I first got to know him through my wife Nicole. I’d already noticed that most artists I met deferred to him. The very fact that he did not attract fellow-painterly jealousy tells you something about him. If someone asked Howard Hodgkin or Paula Rego which of their colleagues they most admired, they would usually say ‘Patrick’, as if his was the one name everyone could agree on. If you asked artists why he wasn’t better known – as famous, say, as Freud or Bacon – they’d reply: ‘Because he’s too good.’

The lazy way of looking at his work is to say that it’s painting about painting. The way he deploys colour and the way he mixes together objects and landscapes in wildly differing styles is usually taken to be some sort of comment on the arbitrariness of representation. And it’s true that in many of his pictures he does seem to be seeking to lay bare the definitive differences between one dimension and three. But in my own view he’s doing this not just as play, but to a purpose: he wants to show us the haunting unknowability of the environment in which human beings have to spend their lives.

Was there ever a major painter who painted so few people? Even when he’d send me an occasional painting done for my birthday, or for a first night, then only my arm would appear, perhaps behind a curtain. Or just a curtain. Or a spotlight. Certainly no sign of me. Even Juan Gris, you will notice, painted to the nines, is left suspended by Patrick in starkly hostile surroundings. And was there ever anyone who ever portrayed so much food, while themselves being so completely uninterested in eating?

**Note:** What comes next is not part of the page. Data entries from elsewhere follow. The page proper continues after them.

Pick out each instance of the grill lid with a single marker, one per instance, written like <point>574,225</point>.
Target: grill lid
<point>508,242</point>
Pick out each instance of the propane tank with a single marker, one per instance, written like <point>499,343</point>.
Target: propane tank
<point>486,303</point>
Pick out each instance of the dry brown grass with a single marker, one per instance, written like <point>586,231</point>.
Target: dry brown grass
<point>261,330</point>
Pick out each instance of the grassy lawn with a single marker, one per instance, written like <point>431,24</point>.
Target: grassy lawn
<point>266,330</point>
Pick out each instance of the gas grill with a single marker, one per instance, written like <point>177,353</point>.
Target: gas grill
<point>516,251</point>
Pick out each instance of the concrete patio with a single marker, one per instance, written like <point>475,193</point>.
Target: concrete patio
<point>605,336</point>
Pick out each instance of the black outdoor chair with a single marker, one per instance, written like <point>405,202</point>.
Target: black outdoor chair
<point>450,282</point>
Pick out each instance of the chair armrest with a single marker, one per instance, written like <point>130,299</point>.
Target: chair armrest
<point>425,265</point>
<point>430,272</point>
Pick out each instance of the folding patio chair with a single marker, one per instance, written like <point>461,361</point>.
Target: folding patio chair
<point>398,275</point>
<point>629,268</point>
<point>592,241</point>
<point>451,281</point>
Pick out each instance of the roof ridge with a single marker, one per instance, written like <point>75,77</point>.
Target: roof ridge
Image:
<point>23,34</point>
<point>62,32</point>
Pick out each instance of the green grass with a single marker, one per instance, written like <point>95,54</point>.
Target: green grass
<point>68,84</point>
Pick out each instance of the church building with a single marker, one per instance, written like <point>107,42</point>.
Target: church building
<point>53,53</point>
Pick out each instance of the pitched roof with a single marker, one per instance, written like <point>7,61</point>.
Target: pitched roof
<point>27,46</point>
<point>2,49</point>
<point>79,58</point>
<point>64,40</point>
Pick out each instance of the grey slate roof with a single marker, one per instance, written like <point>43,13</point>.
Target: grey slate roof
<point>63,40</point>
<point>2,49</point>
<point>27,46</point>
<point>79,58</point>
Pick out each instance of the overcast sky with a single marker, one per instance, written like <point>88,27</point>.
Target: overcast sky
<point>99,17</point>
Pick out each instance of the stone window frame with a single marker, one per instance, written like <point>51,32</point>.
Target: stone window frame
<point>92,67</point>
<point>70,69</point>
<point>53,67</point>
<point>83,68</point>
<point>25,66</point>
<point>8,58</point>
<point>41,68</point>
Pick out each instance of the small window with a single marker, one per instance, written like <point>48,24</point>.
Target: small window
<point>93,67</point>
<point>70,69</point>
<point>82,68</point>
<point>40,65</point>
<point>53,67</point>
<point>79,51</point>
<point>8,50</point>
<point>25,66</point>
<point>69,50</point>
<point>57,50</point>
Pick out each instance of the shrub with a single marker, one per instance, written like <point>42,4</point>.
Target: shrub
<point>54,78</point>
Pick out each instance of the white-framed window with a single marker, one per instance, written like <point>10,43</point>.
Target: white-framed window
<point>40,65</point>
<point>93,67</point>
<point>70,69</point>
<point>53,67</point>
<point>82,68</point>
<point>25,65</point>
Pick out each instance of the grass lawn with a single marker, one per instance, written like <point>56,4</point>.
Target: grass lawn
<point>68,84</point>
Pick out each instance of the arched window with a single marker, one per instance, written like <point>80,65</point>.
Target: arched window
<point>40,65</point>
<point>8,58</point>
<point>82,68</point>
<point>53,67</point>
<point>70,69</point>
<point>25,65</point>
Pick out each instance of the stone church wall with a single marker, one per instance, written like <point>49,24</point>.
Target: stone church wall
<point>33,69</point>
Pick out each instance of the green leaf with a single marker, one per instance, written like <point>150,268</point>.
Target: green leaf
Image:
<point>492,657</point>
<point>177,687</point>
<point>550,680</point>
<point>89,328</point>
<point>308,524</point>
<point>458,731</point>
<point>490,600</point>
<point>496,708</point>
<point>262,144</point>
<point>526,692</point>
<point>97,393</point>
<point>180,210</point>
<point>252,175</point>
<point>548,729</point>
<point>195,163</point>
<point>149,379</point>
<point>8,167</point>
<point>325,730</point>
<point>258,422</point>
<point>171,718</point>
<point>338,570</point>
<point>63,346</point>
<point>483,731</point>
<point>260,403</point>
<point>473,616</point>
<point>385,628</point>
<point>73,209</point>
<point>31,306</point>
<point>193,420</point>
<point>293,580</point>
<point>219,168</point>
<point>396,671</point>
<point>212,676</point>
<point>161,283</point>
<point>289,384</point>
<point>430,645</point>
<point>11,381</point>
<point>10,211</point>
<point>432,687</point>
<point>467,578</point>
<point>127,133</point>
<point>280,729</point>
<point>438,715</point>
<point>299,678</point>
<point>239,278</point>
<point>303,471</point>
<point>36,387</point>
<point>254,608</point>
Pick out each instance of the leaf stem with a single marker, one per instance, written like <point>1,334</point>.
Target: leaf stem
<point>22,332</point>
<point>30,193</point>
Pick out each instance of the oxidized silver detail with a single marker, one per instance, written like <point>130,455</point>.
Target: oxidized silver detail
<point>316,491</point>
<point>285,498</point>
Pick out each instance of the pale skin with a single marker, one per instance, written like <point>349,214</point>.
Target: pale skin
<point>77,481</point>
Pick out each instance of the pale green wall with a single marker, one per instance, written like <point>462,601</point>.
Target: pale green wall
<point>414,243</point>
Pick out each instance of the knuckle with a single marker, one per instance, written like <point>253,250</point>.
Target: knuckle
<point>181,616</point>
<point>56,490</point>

Patrick Caulfield Portrait of Juan Gris 1963

Patrick Caulfield
Portrait of Juan Gris 1963
Pallant House Gallery, Chichester (Wilson Gift through The Art Fund, 2006) © The estate of Patrick Caulfield.  All Rights Reserved, DACS 2013

I’m not quite sure why we got on so well, though I suspect that the fact that neither of us knew anything about each other’s artistic past played a large part in it. We both valued wit as one of the highest human virtues. I certainly did not share his taste for whisky, or for companionable silence. By the time of day when we usually met up, he’d already have done his regular stint of morning painting, plus his steady hours on a stool in the Belsize Tavern, and he’d be ready to talk about anything. In the last days, when cancer of the jaw meant that he couldn’t speak, he would pass beautifully written little notes across. One, unforgettably, read: ‘Forgive me. It’s six o’clock in the evening, and this time always makes me sad.’ We shared a common passion for uncontemporary cinema, and I loved introducing him to Renoir films he didn’t know, because I was so sure he’d understand them. On the other hand, he remained unable to convince me in return that Ulzana’s Raid 1972, a western with Burt Lancaster, was the greatest film ever made.

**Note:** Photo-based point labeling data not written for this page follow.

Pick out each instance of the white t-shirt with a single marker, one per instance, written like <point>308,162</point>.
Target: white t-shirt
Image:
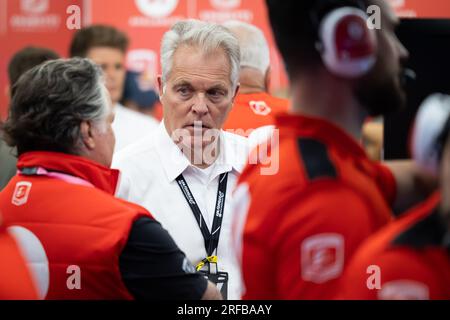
<point>130,126</point>
<point>149,170</point>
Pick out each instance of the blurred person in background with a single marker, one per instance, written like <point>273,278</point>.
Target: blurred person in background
<point>107,47</point>
<point>410,259</point>
<point>297,228</point>
<point>139,94</point>
<point>21,61</point>
<point>254,107</point>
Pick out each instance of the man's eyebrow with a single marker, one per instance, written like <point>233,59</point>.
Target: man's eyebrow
<point>182,83</point>
<point>218,87</point>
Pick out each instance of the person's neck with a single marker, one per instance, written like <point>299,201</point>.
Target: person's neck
<point>251,81</point>
<point>323,96</point>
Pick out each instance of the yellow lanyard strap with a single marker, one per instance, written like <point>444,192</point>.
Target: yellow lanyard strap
<point>210,259</point>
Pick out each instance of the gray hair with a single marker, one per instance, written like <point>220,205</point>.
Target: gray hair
<point>207,36</point>
<point>50,101</point>
<point>255,51</point>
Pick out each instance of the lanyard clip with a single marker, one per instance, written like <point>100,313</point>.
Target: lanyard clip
<point>210,259</point>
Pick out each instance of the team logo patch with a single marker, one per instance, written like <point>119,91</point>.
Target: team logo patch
<point>260,108</point>
<point>322,257</point>
<point>34,6</point>
<point>21,193</point>
<point>404,290</point>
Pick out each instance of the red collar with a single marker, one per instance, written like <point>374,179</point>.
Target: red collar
<point>326,131</point>
<point>100,176</point>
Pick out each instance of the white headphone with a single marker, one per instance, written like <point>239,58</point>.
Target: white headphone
<point>431,124</point>
<point>347,45</point>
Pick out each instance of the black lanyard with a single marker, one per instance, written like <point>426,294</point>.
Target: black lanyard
<point>211,239</point>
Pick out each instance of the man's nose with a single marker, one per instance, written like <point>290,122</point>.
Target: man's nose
<point>200,105</point>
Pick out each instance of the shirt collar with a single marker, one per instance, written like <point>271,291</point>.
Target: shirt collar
<point>100,176</point>
<point>319,128</point>
<point>175,162</point>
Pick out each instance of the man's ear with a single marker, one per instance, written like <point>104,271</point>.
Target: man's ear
<point>236,92</point>
<point>160,86</point>
<point>86,135</point>
<point>267,79</point>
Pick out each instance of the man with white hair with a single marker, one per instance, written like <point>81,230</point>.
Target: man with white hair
<point>186,171</point>
<point>97,246</point>
<point>254,106</point>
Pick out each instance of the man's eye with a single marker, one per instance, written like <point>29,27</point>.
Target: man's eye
<point>184,92</point>
<point>215,94</point>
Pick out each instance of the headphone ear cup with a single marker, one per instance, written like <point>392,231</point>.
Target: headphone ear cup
<point>430,122</point>
<point>348,46</point>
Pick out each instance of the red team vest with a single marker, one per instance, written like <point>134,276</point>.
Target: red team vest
<point>15,279</point>
<point>81,226</point>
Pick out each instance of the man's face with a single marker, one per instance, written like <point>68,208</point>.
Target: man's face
<point>103,136</point>
<point>382,91</point>
<point>112,61</point>
<point>198,91</point>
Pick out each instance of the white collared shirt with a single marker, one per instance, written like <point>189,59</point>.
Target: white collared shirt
<point>130,126</point>
<point>149,169</point>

By the time the drink really kicked in, at dinner, say, or after, then you would see flashes of a stuttering anger which could bring an evening to a halt – usually caused by his own inability to express in language thoughts and feelings he sets out so eloquently in paint. I was always aware that he was ruthless – ruthless as only an artist can be. It did not surprise me when the late impetus of his work was to strip away. He revelled more and more in unoccupied rooms, abandoned objects and lone exit signs. Latency became his subject. The world was charged, but unwilling to reveal itself. He’d always preferred to paint the record player rather than the band. One of his greatest pictures, after all, is of a stereo deck. But as the years went by, the formidable technical skills and the mastery of preparation became even more perfect, while the subject matter became ever more ambiguous. By the end, he could shock you with a pair of doors.

Ultimately, that’s his gift – to charge the canvas with feeling by methods which remain determinedly oblique. Our friendship was the same. He is buried in Highgate Cemetery directly opposite Ralph Richardson. It seems appropriate. Two people beneath whose impeccable, everyday surface lay unbearable sadness.